The Experience
Tulus Lotrek sits on a quiet street in Tempelhof — not the first neighbourhood that comes to mind for Michelin dining, which is precisely its appeal. Ilona Scholl and Maximilian Strohe opened the restaurant as a personal project rather than a career statement, and that intention is visible in every decision: the space is warm and unintimidating, the service lacks the starched formality of Berlin's hotel dining rooms, and the cooking pursues its own logic rather than chasing contemporary trends.
The kitchen's cuisine defies the single-line description that restaurant marketing requires. There are French foundations — classical sauce work, careful butter and cream usage, patience with long-cooked things — but applied to German and European seasonal produce with genuine conviction about where the food should end up. A duck prepared over several days, arriving at the table with a lacquer that suggests Japanese influence but a sauce that could only come from a French brigade; a dessert built around German soft cheese and local honey that makes the French-German argument irrelevant.
The dining room seats around forty covers across a space that manages warmth without cosiness, sophistication without distance.

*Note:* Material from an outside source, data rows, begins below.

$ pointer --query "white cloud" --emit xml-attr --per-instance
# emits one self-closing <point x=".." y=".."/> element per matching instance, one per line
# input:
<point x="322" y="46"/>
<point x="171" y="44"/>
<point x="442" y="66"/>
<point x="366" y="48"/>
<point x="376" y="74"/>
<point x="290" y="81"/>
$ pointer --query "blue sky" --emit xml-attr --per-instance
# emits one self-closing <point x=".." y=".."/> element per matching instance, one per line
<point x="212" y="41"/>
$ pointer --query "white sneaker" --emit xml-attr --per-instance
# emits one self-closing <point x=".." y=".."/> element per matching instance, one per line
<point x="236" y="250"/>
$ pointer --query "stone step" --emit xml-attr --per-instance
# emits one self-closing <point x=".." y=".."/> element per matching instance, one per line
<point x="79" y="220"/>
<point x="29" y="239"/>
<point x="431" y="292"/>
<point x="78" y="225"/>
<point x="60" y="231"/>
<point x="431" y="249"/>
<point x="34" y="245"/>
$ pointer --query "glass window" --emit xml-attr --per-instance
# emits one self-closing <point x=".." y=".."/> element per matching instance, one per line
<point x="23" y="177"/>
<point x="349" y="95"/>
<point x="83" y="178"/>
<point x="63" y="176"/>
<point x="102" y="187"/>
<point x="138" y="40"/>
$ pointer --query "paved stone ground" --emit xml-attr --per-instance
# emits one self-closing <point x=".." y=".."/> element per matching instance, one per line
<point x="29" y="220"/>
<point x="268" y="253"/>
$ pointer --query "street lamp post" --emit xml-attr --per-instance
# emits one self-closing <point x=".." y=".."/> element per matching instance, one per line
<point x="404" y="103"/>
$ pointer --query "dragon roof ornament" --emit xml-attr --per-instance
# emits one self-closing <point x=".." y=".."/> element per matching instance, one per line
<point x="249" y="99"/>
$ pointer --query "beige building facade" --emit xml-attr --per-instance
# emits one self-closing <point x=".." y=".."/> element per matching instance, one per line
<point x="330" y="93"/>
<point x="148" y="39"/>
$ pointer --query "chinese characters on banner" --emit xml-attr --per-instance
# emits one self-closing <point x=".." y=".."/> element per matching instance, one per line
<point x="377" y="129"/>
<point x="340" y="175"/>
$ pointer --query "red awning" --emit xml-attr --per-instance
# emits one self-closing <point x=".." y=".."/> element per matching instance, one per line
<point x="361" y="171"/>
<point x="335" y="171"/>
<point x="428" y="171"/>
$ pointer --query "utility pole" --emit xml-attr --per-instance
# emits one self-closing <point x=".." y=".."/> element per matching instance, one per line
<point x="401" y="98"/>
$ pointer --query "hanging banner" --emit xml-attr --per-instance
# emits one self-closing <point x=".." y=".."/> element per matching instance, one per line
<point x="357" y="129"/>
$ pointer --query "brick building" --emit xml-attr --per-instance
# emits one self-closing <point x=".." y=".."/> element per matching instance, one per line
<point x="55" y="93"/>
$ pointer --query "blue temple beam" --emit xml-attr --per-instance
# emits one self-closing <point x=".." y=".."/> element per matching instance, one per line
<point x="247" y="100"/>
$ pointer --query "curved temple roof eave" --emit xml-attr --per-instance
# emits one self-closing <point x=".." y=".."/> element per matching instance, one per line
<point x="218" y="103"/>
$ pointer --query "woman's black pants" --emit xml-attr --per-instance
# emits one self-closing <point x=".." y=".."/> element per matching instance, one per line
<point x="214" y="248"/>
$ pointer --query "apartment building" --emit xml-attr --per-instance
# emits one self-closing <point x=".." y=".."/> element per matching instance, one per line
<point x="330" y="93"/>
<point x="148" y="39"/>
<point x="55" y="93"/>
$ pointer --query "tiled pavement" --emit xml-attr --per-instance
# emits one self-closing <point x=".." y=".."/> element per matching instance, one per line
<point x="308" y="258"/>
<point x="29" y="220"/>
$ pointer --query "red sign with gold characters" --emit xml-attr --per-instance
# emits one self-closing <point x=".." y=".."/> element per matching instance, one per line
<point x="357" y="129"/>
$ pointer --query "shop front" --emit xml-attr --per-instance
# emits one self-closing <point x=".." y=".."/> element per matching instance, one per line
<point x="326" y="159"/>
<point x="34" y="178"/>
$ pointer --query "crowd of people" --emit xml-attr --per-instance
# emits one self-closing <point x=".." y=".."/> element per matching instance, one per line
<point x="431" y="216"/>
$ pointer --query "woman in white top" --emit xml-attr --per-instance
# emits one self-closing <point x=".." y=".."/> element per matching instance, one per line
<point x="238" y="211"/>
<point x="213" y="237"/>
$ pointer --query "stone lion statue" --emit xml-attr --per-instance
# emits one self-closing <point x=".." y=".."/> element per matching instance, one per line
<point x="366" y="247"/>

The wine list is personal and slightly eccentric — heavy on natural producers and Loire Valley wines — with bottle pricing that reflects the restaurant's disposition toward being somewhere people can return rather than once-a-decade.
Tulus Lotrek earned its Michelin star in 2019 and has held it with the consistency of a kitchen that knows what it is doing and does not feel the need to announce it. For clients or guests who have already done the Hotel Adlon and want to show they know Berlin's less obvious dining landscape, this is the table that demonstrates genuine local knowledge.
Best Occasion: Impress Clients
Impressing clients in Berlin does not always require the most expensive room in the city. Sometimes it requires demonstrating that you know the city well enough to take someone to the restaurant that smart Berliners actually eat at. Tulus Lotrek provides the quality baseline of a Michelin establishment while delivering the warmth and informality that makes guests feel comfortable rather than evaluated.
What to Order
The tasting menu (five to seven courses) is the only format. Wine pairing is worth taking — the list is full of producers not available in standard wine shops, and the staff's enthusiasm for explaining them adds texture to the evening. The butter course, if it appears, is not a gimmick.